A System for Evolving A Generalising Artificial Intelligence from Existing Technologies
4th February 2023: this proposal was originally published prior to the wide availability of code autogeneration models prompted in natural language and has thus been updated to take account of this. The technology it describes is currently under development, and further updates will be published here.
In this paper we propose a system by which a self-improving general artificial intelligence could be pushed to evolve from components currently available. Such an AI would be capable of independent learning without results-verification, adapt to its environment, learn new skills without losing old ones, and be able to reason by analogy. It would grow better at learning new skills with each additional skill acquired, opening a pathway for exponential improvement.
The Problem
The development of general artificial intelligence is hampered by engineers’ inability to create a system capable of assessing its own performance, and thereby of improving itself. A machine capable of these two tasks would grow more intelligent at an exponential rate — the “intelligence explosion” that is often described as a precursor to a technological singularity.

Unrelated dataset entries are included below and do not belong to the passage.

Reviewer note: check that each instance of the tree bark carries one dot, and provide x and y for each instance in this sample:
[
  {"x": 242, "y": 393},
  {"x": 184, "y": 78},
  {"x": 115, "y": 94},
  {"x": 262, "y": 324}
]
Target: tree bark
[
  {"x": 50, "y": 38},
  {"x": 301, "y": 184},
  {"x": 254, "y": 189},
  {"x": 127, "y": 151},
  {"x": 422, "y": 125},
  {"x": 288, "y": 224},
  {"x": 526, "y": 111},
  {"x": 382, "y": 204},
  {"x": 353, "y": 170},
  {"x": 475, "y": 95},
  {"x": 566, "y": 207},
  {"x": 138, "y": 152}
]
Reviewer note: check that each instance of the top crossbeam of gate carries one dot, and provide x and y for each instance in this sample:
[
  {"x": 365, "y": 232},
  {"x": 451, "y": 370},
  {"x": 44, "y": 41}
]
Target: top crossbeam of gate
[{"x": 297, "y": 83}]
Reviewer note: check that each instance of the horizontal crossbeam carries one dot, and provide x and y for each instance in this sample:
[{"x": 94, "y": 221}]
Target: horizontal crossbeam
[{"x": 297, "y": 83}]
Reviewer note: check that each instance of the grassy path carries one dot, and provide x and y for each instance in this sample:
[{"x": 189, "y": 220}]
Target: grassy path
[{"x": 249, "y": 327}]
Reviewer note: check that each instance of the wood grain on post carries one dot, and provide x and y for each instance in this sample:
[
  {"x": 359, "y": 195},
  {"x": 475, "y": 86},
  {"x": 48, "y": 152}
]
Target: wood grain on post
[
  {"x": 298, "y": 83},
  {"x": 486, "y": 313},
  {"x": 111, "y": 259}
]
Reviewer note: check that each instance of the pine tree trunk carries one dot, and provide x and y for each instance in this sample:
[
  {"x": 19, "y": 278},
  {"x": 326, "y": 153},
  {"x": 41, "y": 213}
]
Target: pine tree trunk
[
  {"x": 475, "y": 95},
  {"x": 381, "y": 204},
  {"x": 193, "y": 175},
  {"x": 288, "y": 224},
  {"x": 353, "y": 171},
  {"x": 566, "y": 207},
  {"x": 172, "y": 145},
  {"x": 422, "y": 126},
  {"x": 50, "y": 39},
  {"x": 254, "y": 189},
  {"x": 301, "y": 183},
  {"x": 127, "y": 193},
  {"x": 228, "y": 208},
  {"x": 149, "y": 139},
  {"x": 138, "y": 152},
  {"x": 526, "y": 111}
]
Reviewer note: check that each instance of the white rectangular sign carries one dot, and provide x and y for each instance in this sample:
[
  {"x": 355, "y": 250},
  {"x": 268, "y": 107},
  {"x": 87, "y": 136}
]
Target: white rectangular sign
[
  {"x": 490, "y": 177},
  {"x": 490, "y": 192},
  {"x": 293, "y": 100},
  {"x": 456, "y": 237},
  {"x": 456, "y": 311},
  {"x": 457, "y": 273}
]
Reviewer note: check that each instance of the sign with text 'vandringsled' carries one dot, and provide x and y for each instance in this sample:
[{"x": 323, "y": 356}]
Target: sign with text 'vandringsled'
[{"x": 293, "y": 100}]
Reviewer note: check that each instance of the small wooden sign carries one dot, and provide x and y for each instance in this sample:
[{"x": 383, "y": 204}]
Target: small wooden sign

The impossibility of self-referential improvement is not a reflection of present limits on technology, but of the fundamental laws of mathematics. As Alfred Tarski proved in the 1930s, it is “impossible to construct a correct definition of truth if only such categories are used which appear in the language under consideration.” In other words, it is impossible to accurately assess a system from within that system. To evaluate its own performance, a program would need to be more advanced than itself — an obvious paradox.
This raises an important question: if systems capable of self-improvement are apparently impossible to build, why are they so prevalent? You are reading this using two of them - the internet and your brain — and other examples abound in nature. The answer is that these systems are not purely self-referential. In every case they rely upon some external and incontrovertible measure by which they can objectively evaluate and improve their performance.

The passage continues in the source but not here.